Solidariedade às vítimas das enchentes na Cidade de Salvador; e outro assunto.

Autor
Lídice da Mata (PSB - Partido Socialista Brasileiro/BA)
Nome completo: Lídice da Mata e Souza
Casa
Senado Federal
Tipo
Discurso
Resumo por assunto
FEMINISMO. POLITICA SOCIAL. POLITICA ENERGETICA.:
  • Solidariedade às vítimas das enchentes na Cidade de Salvador; e outro assunto.
Publicação
Publicação no DSF de 10/11/2011 - Página 46765
Assunto
Outros > FEMINISMO. POLITICA SOCIAL. POLITICA ENERGETICA.
Indexação
  • SOLIDARIEDADE, VITIMA, INUNDAÇÃO, MUNICIPIO, SALVADOR (BA), ESTADO DA BAHIA (BA), APOIO, PREFEITURA MUNICIPAL, OBTENÇÃO, RECURSOS, ORIGEM, GOVERNO FEDERAL, DESTINAÇÃO, DEFESA CIVIL.
  • ANUNCIO, CONFERENCIA, AMBITO ESTADUAL, POLITICA, MULHER, MUNICIPIO, SALVADOR (BA), ESTADO DA BAHIA (BA), IMPORTANCIA, DEBATE, POLITICAS PUBLICAS, COMBATE, VIOLENCIA, AMPLIAÇÃO, IGUALDADE, SEXO, OBJETIVO, INCLUSÃO SOCIAL.
  • HOMENAGEM POSTUMA, PERSONAGEM ILUSTRE, ESTADO DO CEARA (CE), REALIZAÇÃO, MUNICIPIO, RECIFE (PE), ESTADO DE PERNAMBUCO (PE), CERIMONIA, CONCESSÃO HONORIFICA, MINISTERIO DA CULTURA (MINC), ORDEM, MERITO, NATUREZA CULTURAL, ELOGIO, VIDA PUBLICA.
  • ELOGIO, ATUAÇÃO, GOVERNO FEDERAL, AUMENTO, INVESTIMENTO, DESTINAÇÃO, POLITICAS PUBLICAS, CRIANÇA, ADOLESCENTE, ENFASE, NECESSIDADE, AMPLIAÇÃO, PROGRAMA ASSISTENCIAL.
  • REGISTRO, PARTICIPAÇÃO, ORADOR, AUDIENCIA PUBLICA, COMISSÃO, DESENVOLVIMENTO REGIONAL, TURISMO, ASSUNTO, INVESTIMENTO, PRODUÇÃO, Biodiesel, IMPORTANCIA, INTEGRAÇÃO, AGRICULTURA, PROPRIEDADE FAMILIAR.
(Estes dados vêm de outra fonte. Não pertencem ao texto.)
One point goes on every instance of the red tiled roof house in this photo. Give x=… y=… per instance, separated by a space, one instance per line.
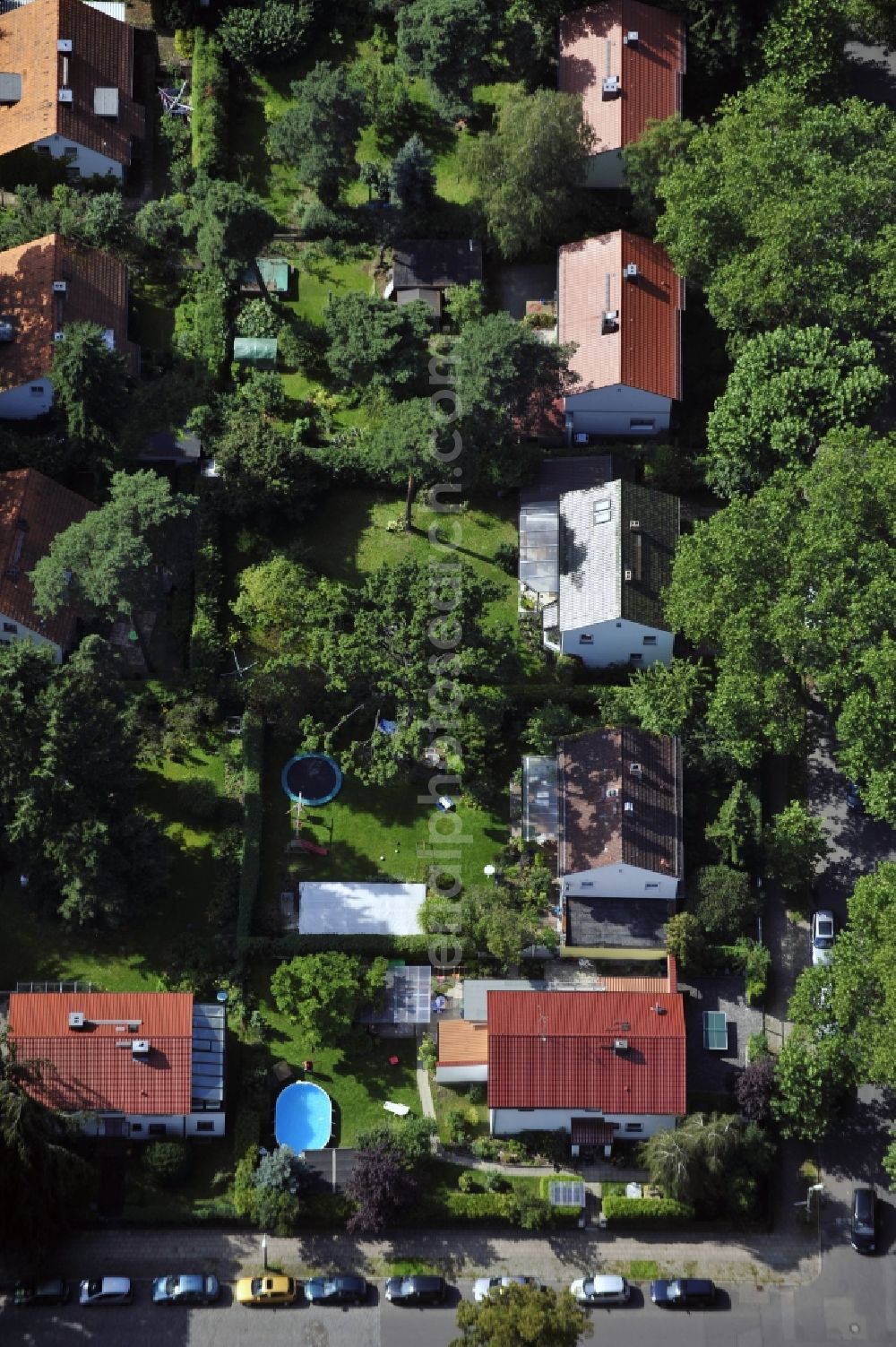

            A SRª LÍDICE DA MATA (Bloco/PSB - BA. Pronuncia o seguinte discurso. Sem revisão da oradora.) - Sr. Presidente, quero iniciar registrando mais uma vez que lamento profundamente os acontecimentos que estão ocorrendo na capital da Bahia em função das pesadas chuvas que estão se abatendo sobre o Município de Salvador. A notícia que tenho, de há bem pouco, é a do desabamento de um imóvel, soterrando 15 pessoas, onde se encontra, neste momento, o esforço da Defesa Civil do nosso Município, do Estado, e do Corpo de Bombeiros, tentando viabilizar o resgate dessas vítimas.

            Quero prestar a minha solidariedade a todas as vítimas das enchentes, dos imóveis que caíram, a todos os desabrigados das chuvas em Salvador. A cidade de Salvador tem enfrentado as suas dificuldades geográficas, o seu recorte geográfico, com investimentos em contenção de encostas durante pelo menos os últimos 25 anos, e, infelizmente, tudo o que foi investido, se foi suficiente para impedir que deslizamentos de terra, como aconteciam no passado, não mais tivessem a incidência que tiveram, ainda assim não está conseguindo impedir que desastres como os que acabaram de acontecer sejam registrados.

            Muitos desses acontecimentos também dizem respeito à manutenção da cidade, que precisa estar permanentemente limpa nas suas bocas de lobo, na sua forma de convivência com o espaço que permite a evacuação das águas rapidamente, para que nós não tenhamos esses acontecimentos que marcam tragicamente a vida do povo soteropolitano.

            Quero expressar mais uma vez a minha solidariedade também à Prefeitura, porque qualquer que seja o administrador, independente da posição que tenha, neste momento vive grandes dificuldades.

            Eu sei o que é isso. Eu sei que quando as chuvas se abatem sobre a nossa cidade, quando acontecem dessa forma, significa que a Prefeitura se põe em estado de emergência e não se consegue dormir de aflição para fazer com que a nossa cidade seja melhor protegida. E terá o esforço da nossa bancada de Senadores da Bahia unida para retirar do Governo Federal os recursos necessários à Defesa Civil e às áreas de socorro às emergências e aos desastres de origem em episódios da natureza, como o que ocorre em Salvador neste momento. Estaremos unidos na defesa da vida das pessoas de Salvador, de sua população, e na defesa do nosso Estado.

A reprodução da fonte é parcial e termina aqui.